Asking the wrong question.

Homily 286 – 23rd Sunday after Pentecost
Holy Transfiguration Orthodox Church, Ames, Iowa
November 12, 2017

In the Name of the Father, and of the Son, and of the Holy Spirit, One God.

The Gospel asks a question – who is my neighbor.

The Law, that is the requirements to be Jewish and part of the Kingdom of God known by the Jews at that time, involved two things – to worship only God, and to love your neighbor.

That was shorthand for the 600 or so ritual laws of the Jewish faith. The entire Rabbinic tradition involved interpreting and guiding the people about these laws.

A thousand years or more had been devoted to interpreting and guiding the Jewish people.

The Lawyer, and remember these are religious lawyers, not criminal ones, asks a basic question – what shall I do to inherit eternal life? And the answer is given.

Apparently the Lawyer was somewhat unsure of himself, because he asked a difficult follow-up question, hoping (as the Scripture tells us) to justify himself. So that the Lawyer could claim compliance with the Law.

And Jesus tells the parable that we all know about the Good Samaritan.

But in telling that parable, the question is turned on it’s head. The question asked was “Who is my neighbor?” but the question answered in the parable is “Who can I be a neighbor for?”

The original question was the wrong question.

And the answer – “the one who showed mercy” – was probably not the one the Lawyer wanted to hear.

Particularly not the “Go and do likewise” commandment.

What Jesus response reveals is that we – I – spend way too much time and effort trying to justify ourselves based on the rules that we believe govern our righteousness.

I get questions all the time – is this a sin, is that a sin – and I’m always happy to answer them to the best of my ability.

But in general, if you believe something to be a sin, it is.

But like this lawyer, it is in many respects the wrong question.

We would do well to think less about sin and more about mercy. Mercy in the sense of generosity. Mercy in the sense of compassion.

And most importantly – mercy in the sense of action.

The most important lesson of the parable is that mercy is not prayer and thoughts. It is action.

And it is something within our capabilities.

By that I think Jesus is telling us if we see a need, it is our obligation to meet that need. That is what the Samaritan did while the two Jews passed by, offering prayers and thoughts.

If we cannot do anything, then prayers and thoughts are fine. And necessary. But if we can do something, we should do something. We must do something.

But keep in mind something.

St. Paul tells us that these works will not gain salvation, so that should not be our motivation. It is nothing that we can gain through our own effort.

The works that we do are not for salvation, they are for our humanity. We do these works because it is part of being human.

Salvation is by God’s Grace alone. But our response to God’s grace, God’s acceptance and forgiveness, must be mercy. Compassion. Generosity.

In this day with instant worldwide communication we hear and see needs around the world. Sometimes the extent of those needs is overwhelming.
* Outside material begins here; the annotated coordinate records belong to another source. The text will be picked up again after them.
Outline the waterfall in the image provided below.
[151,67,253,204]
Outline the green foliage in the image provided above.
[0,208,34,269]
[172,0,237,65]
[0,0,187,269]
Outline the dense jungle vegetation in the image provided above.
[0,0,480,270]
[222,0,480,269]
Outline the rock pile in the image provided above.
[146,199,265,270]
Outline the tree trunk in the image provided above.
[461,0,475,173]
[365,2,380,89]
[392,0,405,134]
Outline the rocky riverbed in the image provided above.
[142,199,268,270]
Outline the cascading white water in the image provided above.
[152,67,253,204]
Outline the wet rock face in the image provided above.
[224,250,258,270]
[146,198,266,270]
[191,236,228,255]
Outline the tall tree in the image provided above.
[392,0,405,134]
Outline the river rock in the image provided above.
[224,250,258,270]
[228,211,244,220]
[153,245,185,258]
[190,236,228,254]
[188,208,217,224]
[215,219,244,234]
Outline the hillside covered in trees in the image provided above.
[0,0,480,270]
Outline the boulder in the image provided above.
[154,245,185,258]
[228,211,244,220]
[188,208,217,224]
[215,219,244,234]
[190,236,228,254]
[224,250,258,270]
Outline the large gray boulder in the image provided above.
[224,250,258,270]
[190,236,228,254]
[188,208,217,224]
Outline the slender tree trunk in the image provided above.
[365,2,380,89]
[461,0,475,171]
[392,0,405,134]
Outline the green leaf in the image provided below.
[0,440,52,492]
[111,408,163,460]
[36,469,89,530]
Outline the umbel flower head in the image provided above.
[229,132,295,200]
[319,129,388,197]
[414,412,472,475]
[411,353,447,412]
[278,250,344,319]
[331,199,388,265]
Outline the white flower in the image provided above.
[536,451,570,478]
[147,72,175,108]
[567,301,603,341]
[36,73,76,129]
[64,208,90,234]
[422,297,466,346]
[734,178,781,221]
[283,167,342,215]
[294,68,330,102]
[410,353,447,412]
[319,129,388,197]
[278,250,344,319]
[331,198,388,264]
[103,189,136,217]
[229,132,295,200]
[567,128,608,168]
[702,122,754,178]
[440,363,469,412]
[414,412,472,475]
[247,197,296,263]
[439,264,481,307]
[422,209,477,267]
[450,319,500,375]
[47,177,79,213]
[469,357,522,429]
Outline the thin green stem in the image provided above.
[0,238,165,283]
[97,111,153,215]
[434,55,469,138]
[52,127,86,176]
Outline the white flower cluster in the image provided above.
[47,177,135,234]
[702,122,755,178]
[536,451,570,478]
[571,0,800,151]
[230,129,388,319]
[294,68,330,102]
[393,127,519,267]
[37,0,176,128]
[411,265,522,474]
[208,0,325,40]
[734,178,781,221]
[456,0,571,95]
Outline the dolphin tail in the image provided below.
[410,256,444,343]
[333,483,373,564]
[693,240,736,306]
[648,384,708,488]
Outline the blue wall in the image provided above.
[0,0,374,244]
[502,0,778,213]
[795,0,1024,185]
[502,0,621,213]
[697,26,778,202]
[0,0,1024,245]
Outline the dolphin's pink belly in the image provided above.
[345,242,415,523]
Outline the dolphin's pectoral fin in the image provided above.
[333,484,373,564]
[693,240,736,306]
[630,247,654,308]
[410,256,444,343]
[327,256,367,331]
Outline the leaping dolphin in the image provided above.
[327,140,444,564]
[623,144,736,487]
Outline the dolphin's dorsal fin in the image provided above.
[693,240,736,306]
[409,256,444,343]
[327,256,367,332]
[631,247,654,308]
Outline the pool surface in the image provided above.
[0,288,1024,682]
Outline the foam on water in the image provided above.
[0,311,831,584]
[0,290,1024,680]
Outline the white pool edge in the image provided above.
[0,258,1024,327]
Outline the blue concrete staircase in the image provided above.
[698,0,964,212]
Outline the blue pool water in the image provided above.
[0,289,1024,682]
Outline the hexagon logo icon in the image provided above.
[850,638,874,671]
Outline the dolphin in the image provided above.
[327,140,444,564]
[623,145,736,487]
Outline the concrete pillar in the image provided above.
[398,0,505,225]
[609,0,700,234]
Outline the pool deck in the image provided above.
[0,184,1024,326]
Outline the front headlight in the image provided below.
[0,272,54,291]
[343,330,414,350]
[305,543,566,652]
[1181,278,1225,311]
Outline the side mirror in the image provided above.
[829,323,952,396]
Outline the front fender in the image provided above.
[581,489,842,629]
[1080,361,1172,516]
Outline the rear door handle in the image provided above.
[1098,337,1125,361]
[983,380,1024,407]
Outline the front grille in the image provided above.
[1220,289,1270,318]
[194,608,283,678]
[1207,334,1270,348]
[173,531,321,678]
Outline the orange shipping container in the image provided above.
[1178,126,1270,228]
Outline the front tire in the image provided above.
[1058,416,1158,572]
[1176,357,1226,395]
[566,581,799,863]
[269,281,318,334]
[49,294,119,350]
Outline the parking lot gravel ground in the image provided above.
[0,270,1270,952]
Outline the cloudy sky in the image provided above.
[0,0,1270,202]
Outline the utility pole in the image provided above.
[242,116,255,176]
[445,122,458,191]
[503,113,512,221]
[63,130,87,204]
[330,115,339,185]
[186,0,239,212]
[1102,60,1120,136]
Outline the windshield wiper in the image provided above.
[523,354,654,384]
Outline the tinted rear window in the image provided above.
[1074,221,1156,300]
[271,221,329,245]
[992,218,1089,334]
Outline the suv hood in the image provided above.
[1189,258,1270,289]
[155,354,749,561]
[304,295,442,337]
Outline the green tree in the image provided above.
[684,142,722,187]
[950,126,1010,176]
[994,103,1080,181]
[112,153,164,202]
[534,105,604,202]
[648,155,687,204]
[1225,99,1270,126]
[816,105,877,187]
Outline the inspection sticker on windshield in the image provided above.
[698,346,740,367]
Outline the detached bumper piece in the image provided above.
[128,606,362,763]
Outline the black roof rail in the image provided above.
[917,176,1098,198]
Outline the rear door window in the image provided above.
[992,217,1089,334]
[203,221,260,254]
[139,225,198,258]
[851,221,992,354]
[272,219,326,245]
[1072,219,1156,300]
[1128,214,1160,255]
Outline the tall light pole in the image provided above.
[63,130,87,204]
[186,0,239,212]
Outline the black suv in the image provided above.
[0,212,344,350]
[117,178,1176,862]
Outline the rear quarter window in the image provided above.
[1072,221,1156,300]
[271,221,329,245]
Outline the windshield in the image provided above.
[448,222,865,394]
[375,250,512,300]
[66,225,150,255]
And, truthfully, most of us can do absolutely nothing to help in those circumstances.

Be it famine in Africa or hurricanes in the Caribbean or earthquakes in Nepal, we can do nothing. Nothing but prayers and thoughts.

But – there are needs all around us. In our neighborhood. In the Garden District. In West Ames. In Somerset. In Campustown. In Marshalltown and Boone.

Those are the needs we should be focused on. Those are the needs that are presented to us for our help. For us to do something.

For us to provide mercy.

Our challenge is great. We have to as Christians become better at filtering out the noise of the world.

We have to get to know our neighbors, so that we may find their needs. Not many of them are to be found on the side of the road bleeding and battered.

And we need to be careful to not be like the Jews in the parable. They found very good reasons not to get involved.

The priest could not be contaminated by the man’s bloody wounds. The Levite could not risk being found unclean.

And so they passed by. But we cannot – must not – pass by. We must offer mercy, regardless of the “damage” to ourselves.

Nothing we can do can make us clean or unclean. Only God. Which He does.

So that we can offer mercy – without fear.

In the Name of the Father, and of the Son, and of the Holy Spirit, One God.